‘Significant tax increase’ on Kansas Legislature’s agenda, state senator says

Baldwin City Democrat Tom Holland, right, explains a tax policy point when Jim Karleskint, R-Tonganoxie listens Saturday at a legislative town hall at the Tonganoxie VFW Post.

With a “significant tax increase” on the agenda, Kansas legislators should be prepared for a long stay when they return to Topeka in May, Sen. Tom Holland told a town hall meeting Saturday in Tonganoxie.

At a forum at the Tonganoxie Veterans of Foreign Wars Post, Holland, D-Baldwin City, and Rep. Jim Karleskint, R-Tonganoxie, said much remained on the Legislature’s plate for the 2017 session, including a new school finance formula, the state’s 2018 fiscal budget and the need to craft a tax policy needed to close a $800 million revenue gap for 2018. Holland said he thought there would be quick consensus on the first two items, but that finding agreement on taxes would be difficult.

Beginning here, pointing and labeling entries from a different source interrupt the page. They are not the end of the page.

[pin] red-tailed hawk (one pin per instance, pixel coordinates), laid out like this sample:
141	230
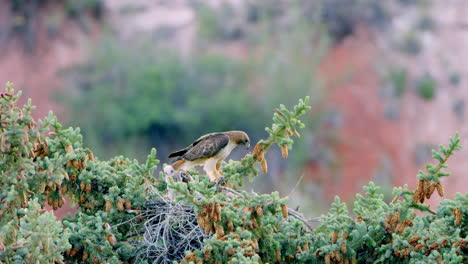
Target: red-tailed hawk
209	150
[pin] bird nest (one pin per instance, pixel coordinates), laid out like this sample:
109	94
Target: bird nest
169	230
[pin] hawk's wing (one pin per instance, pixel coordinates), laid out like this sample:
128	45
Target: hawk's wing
206	146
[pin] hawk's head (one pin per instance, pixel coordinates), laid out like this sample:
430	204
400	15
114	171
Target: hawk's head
239	137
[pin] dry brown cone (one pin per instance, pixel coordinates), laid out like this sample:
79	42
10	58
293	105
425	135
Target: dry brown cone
91	156
259	211
63	189
128	204
408	222
395	219
76	164
219	231
414	240
254	223
359	219
418	196
284	210
111	238
72	176
90	205
426	187
440	189
458	216
444	243
207	255
345	236
419	247
305	247
190	257
217	212
284	151
296	133
334	237
108	206
344	249
61	201
258	152
264	166
120	205
433	246
88	188
431	190
298	250
400	227
85	256
230	226
73	252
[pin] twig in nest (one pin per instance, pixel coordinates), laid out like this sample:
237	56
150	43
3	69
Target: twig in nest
291	212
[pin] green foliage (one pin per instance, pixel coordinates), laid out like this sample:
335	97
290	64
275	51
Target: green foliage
39	237
128	100
426	87
44	163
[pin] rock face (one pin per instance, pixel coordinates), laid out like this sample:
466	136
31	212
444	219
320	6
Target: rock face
388	140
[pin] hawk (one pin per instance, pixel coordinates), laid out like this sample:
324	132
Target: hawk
209	150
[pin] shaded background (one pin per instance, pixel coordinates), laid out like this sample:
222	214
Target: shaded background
386	78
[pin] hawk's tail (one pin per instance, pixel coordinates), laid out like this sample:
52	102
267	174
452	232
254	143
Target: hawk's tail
176	165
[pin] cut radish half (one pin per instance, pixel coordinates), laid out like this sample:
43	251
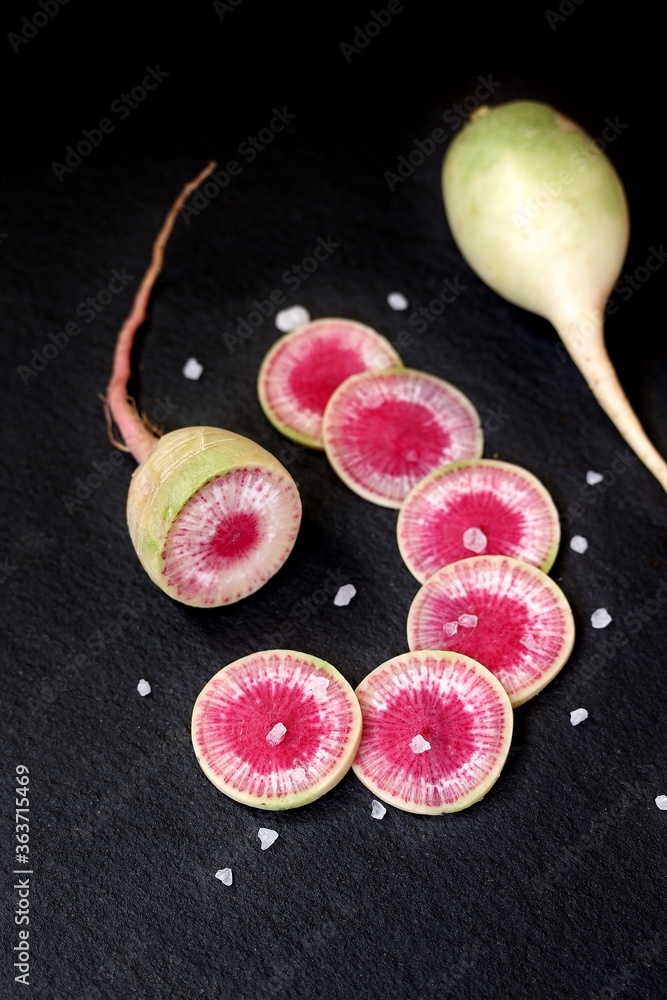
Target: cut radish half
473	508
212	515
384	431
437	731
302	370
276	729
504	613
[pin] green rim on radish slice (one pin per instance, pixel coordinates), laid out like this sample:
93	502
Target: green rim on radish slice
473	508
538	211
384	431
437	731
211	514
506	614
276	729
303	368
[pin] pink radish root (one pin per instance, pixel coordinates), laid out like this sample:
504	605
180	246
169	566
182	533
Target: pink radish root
138	433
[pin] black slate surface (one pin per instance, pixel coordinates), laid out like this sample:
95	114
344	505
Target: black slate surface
553	886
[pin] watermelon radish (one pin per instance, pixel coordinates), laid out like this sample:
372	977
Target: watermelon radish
437	731
384	431
506	614
302	369
276	729
474	507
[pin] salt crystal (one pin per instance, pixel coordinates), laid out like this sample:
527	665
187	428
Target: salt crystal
475	540
318	685
397	301
530	643
377	810
600	618
418	744
344	595
192	369
468	621
267	837
277	734
578	715
289	319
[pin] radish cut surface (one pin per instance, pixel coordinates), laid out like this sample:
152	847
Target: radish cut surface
384	431
504	613
276	729
302	370
473	508
437	731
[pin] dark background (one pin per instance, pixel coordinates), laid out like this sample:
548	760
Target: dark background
553	886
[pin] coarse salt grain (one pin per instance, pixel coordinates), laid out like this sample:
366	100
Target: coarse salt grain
600	618
397	301
192	369
377	810
267	837
289	319
345	595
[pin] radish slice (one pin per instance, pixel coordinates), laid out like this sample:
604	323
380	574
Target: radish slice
384	431
302	370
504	613
474	508
437	731
276	729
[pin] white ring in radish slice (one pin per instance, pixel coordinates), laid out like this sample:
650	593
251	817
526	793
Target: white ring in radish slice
303	368
504	613
384	431
474	507
276	729
437	731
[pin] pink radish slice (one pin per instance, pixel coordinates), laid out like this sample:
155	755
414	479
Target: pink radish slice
473	508
384	431
303	368
437	731
504	613
276	729
231	536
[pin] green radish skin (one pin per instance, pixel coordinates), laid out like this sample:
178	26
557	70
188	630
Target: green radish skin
539	212
179	465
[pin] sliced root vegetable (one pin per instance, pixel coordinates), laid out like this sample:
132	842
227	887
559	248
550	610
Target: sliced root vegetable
503	612
212	515
473	508
276	729
384	431
437	731
302	370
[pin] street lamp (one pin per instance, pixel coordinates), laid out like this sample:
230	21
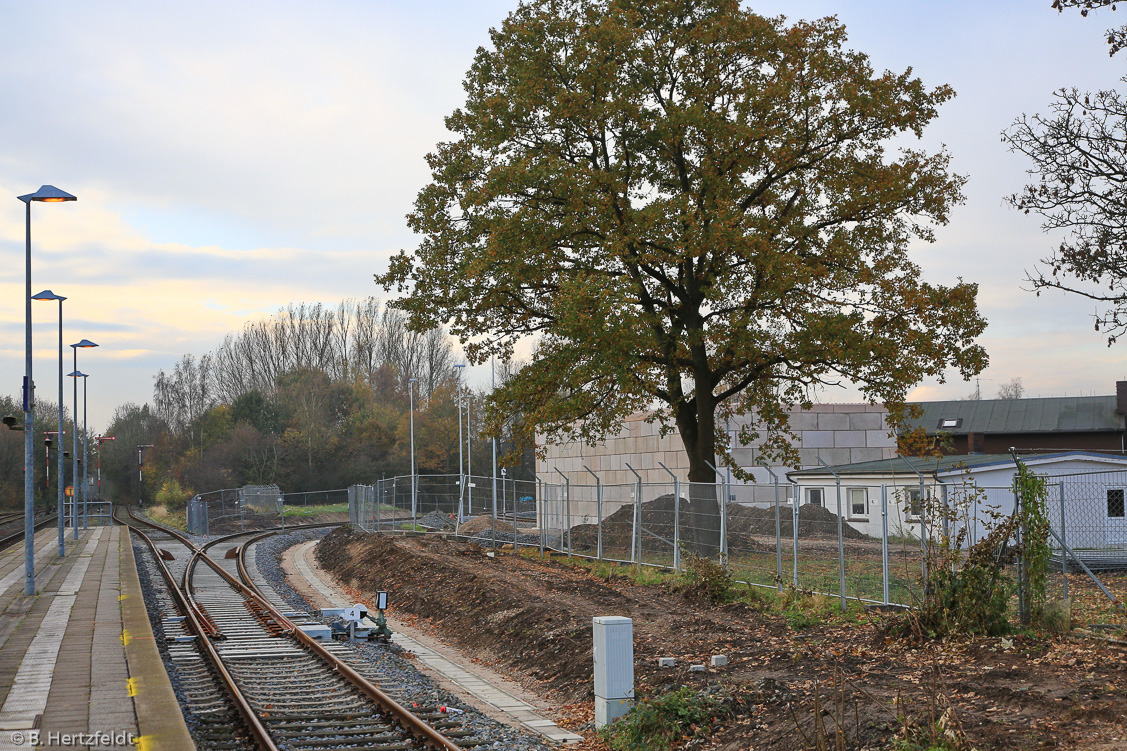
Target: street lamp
99	440
461	476
47	294
45	194
410	390
85	344
77	374
141	448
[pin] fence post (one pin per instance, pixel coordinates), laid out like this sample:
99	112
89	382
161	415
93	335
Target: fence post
841	536
1064	558
778	528
923	521
724	513
567	510
884	539
636	530
676	518
599	513
541	513
795	531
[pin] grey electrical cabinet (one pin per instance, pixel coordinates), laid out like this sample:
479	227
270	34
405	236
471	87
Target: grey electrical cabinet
613	653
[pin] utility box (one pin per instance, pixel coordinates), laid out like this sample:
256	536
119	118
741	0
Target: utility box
613	653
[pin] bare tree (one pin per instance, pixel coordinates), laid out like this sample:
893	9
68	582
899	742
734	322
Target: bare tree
1012	390
1079	184
1117	37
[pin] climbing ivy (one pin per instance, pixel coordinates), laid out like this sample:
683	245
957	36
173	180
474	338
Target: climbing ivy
1034	522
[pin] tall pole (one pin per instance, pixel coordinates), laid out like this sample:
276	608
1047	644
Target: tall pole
28	423
74	452
494	377
85	443
62	533
49	194
461	475
410	389
469	456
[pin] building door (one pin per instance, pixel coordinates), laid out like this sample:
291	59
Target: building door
1117	520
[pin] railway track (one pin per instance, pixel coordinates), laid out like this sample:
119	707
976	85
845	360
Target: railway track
253	679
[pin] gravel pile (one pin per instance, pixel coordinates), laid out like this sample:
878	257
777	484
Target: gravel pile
489	539
387	663
436	520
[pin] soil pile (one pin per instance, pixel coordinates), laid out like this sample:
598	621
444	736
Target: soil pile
481	524
814	522
744	523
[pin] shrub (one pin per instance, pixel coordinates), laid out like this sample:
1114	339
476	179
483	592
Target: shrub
706	580
172	496
656	723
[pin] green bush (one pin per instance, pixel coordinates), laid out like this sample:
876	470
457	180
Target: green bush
706	580
656	723
172	496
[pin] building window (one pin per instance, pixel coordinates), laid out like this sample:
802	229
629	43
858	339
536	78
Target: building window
915	503
859	502
1116	503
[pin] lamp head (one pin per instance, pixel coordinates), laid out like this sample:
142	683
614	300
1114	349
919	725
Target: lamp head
47	294
47	194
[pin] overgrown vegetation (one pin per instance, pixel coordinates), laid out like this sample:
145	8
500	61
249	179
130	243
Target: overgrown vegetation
967	590
706	580
658	722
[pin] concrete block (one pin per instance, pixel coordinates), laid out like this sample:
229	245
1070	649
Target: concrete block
817	440
866	421
849	439
608	710
833	422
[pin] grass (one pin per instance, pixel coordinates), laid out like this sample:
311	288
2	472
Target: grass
162	515
303	512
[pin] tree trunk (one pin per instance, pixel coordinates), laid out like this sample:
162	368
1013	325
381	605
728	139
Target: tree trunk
700	518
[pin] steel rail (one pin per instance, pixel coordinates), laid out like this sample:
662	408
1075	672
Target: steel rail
423	732
419	729
262	736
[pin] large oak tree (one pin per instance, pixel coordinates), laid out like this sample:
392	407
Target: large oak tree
692	210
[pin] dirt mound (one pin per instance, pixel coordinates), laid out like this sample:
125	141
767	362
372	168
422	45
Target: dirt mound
482	523
744	522
814	522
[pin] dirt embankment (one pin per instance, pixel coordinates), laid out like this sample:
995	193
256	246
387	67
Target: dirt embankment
532	619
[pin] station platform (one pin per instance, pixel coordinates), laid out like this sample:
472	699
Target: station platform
79	668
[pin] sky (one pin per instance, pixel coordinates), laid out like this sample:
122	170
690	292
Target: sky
232	158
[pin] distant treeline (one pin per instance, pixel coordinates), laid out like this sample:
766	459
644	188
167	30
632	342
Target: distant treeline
310	398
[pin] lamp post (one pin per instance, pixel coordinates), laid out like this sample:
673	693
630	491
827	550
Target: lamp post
85	344
86	442
99	440
78	458
47	294
410	390
461	476
141	448
45	194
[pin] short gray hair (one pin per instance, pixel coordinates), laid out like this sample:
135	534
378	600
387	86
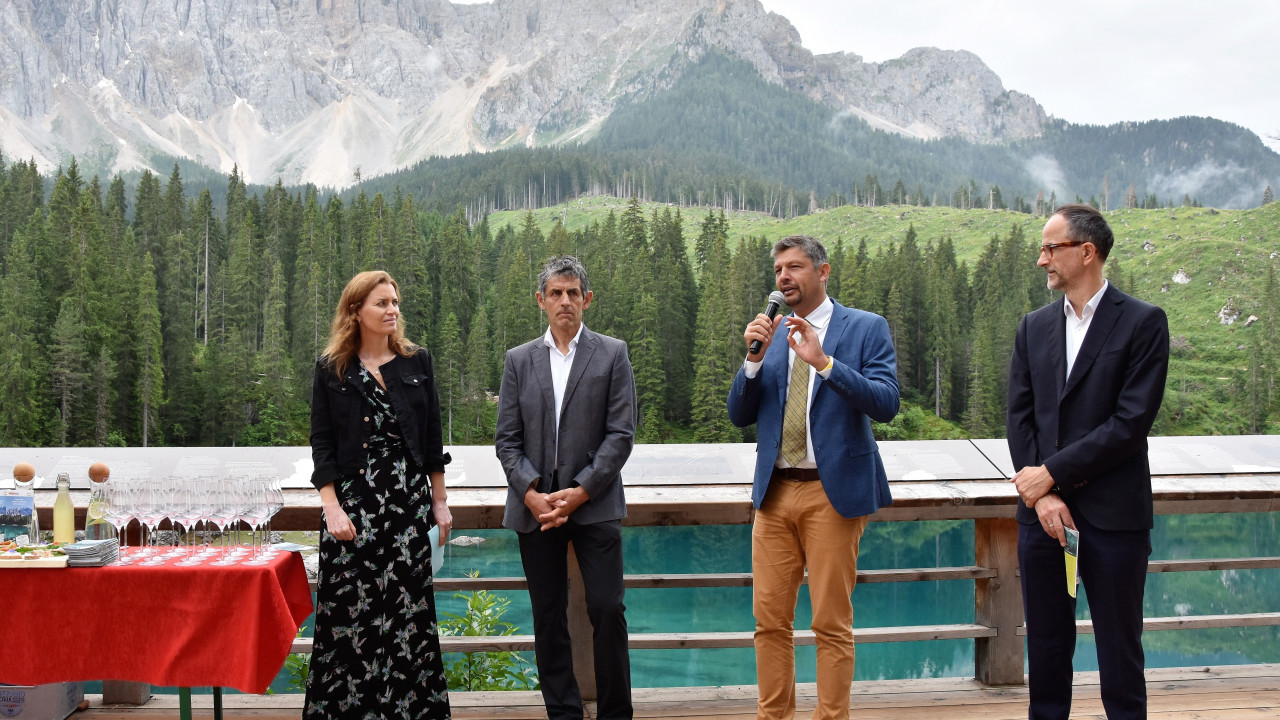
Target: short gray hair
812	247
562	265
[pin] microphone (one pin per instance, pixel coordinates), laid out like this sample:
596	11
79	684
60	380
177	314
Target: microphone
776	300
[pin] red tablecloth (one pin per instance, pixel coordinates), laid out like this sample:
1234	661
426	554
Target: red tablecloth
167	625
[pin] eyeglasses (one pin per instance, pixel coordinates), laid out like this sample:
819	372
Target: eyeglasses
1048	249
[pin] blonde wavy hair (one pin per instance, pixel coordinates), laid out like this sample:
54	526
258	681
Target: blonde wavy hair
344	332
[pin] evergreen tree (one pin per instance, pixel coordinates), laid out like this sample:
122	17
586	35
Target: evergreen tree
149	340
448	374
714	342
677	294
645	352
24	413
67	369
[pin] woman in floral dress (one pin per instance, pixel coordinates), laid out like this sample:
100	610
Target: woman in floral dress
379	466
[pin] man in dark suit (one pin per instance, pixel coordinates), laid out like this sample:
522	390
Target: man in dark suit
818	473
566	424
1084	384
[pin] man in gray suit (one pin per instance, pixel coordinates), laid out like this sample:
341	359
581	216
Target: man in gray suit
566	424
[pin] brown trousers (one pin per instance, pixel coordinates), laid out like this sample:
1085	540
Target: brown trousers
796	528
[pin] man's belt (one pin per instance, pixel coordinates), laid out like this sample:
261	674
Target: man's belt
799	474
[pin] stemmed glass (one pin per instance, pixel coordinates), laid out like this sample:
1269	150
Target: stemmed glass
155	510
259	509
201	506
274	504
119	511
181	513
222	513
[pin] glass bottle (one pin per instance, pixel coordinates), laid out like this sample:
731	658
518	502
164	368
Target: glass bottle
64	513
96	527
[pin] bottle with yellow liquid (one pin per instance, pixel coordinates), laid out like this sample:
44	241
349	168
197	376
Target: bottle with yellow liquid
96	527
64	513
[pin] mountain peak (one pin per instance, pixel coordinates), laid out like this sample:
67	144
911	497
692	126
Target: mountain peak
311	91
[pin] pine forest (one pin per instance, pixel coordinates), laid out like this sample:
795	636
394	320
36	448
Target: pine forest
151	315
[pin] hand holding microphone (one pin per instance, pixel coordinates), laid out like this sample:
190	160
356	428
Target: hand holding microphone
759	333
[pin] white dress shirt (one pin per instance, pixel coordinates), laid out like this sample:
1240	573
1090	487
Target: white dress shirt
1078	326
561	364
819	319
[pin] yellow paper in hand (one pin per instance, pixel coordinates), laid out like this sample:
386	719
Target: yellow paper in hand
1072	551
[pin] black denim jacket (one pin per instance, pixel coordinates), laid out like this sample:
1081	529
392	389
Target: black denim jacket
339	417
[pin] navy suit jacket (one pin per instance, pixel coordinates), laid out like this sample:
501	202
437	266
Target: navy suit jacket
1091	429
862	387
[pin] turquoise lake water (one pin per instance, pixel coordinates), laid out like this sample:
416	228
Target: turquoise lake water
903	545
908	545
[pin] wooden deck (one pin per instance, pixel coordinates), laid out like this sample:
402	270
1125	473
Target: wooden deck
1232	692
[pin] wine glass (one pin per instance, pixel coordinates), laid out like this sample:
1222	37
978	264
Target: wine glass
154	511
274	504
259	509
222	513
179	511
201	506
119	511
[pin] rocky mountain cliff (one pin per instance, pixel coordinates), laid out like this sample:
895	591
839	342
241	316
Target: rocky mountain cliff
323	91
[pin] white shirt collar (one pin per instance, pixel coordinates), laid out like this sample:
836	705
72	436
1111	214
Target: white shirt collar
549	340
1089	308
822	314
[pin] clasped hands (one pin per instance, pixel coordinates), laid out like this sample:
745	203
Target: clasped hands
1034	486
553	509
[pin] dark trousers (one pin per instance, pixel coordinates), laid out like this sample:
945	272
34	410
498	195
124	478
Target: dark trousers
598	547
1112	566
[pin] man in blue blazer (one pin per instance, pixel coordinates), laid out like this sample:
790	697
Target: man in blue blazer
818	473
1084	386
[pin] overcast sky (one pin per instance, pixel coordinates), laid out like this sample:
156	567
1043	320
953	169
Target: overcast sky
1092	62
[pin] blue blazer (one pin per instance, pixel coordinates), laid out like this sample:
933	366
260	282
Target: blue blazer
862	387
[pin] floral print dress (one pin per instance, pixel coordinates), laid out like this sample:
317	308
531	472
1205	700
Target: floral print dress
376	651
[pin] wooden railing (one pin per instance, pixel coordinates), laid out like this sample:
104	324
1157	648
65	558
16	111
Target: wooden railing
931	481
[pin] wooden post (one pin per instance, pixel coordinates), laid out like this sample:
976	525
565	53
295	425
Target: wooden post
999	604
580	630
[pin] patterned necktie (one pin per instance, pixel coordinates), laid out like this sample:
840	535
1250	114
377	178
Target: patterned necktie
795	441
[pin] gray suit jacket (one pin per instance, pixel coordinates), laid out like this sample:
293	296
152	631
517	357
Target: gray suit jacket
597	429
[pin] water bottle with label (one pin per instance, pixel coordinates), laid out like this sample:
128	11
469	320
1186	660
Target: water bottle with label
96	527
64	513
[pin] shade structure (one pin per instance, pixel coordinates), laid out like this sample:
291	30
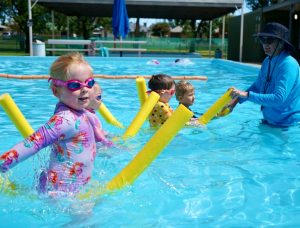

“Make no mistake, there will have to be a significant tax increase passed to get us back on sound footing,” he said. “We are about $800 million out of kilter. We’re $800 million short on the revenue side. That’s the challenge. I think we’re going to get there. I think it’s going to be a long session… My guess is we’ll be there the entire month of May.”

The debate would center on the nature of the tax increase, Holland said. Gov. Sam Brownback and his allies are advocating consumption taxes, such as the sales tax increase passed in 2015, he said.

Holland said, however, that the goal should be to return the state to structurally sound fiscal policy and end the consistent revenue shortfalls that have plagued the state since the 2012 tax cuts that Brownback championed, which collapsed the state’s income tax brackets from three to two and significantly lowered the top tax rates.

“You have others — and I’ll put myself in that category — who basically believe the 2012 tax cuts have been an unmitigated disaster and instead of shifting that tax burden off onto others, you could basically go back and repeal those tax cuts,” he said. “My personal feeling is we could just do a repeal and have the same three tax brackets, same rates and the same means to itemize deductions we had back then, because we’re going to need every penny.”

A school funding formula that Karleskint said was finding favor in the House provided another reason for the Legislature to address the state’s revenue shortfall. That plan would add $150 million to state spending each year for the next five years to increase state aid to districts by $200 per student, he said. The plan would also add another $12 million a year for special education during that period.

The formula was crafted in response to the Kansas Supreme Court’s ruling last month that found that the Legislature wasn’t adequately funding education as constitutionally required. Karleskint said the plan would end the cycle of school districts suing the state over school finance and has support from districts involved in the recent successful litigation.

The Legislature should consider the cost of a new school finance plan in the years to come when considering a new tax plan, Holland said.

“The out-year costs of this is my big fear,” he said. “When you talk about a new school finance plan that’s going to cost an additional $150 million a year, I’m afraid we’ll be looking at the same thing in a few years. That’s why I think we need to look at a significant tax plan that can address those out years.”

Karleskint and Holland said although they agree the state’s sales tax rate needed to be rolled back, especially in regard to sales taxes on food, that wouldn’t happen this year because of the Legislature’s focus on closing the revenue gap.

In response to a question on another tax policy issue, Holland said there would be no action on the property tax lid this legislative session. That legislation, which becomes effective for the 2018 budgets that city and county governing bodies will approve this summer, limits mill levy increases to the rate inflation as measured by the consumer price index.

“That’s going nowhere,” he said. “Local governments are squealing about it, and I’m not saying they don’t have legitimate concerns, but that’s going nowhere.”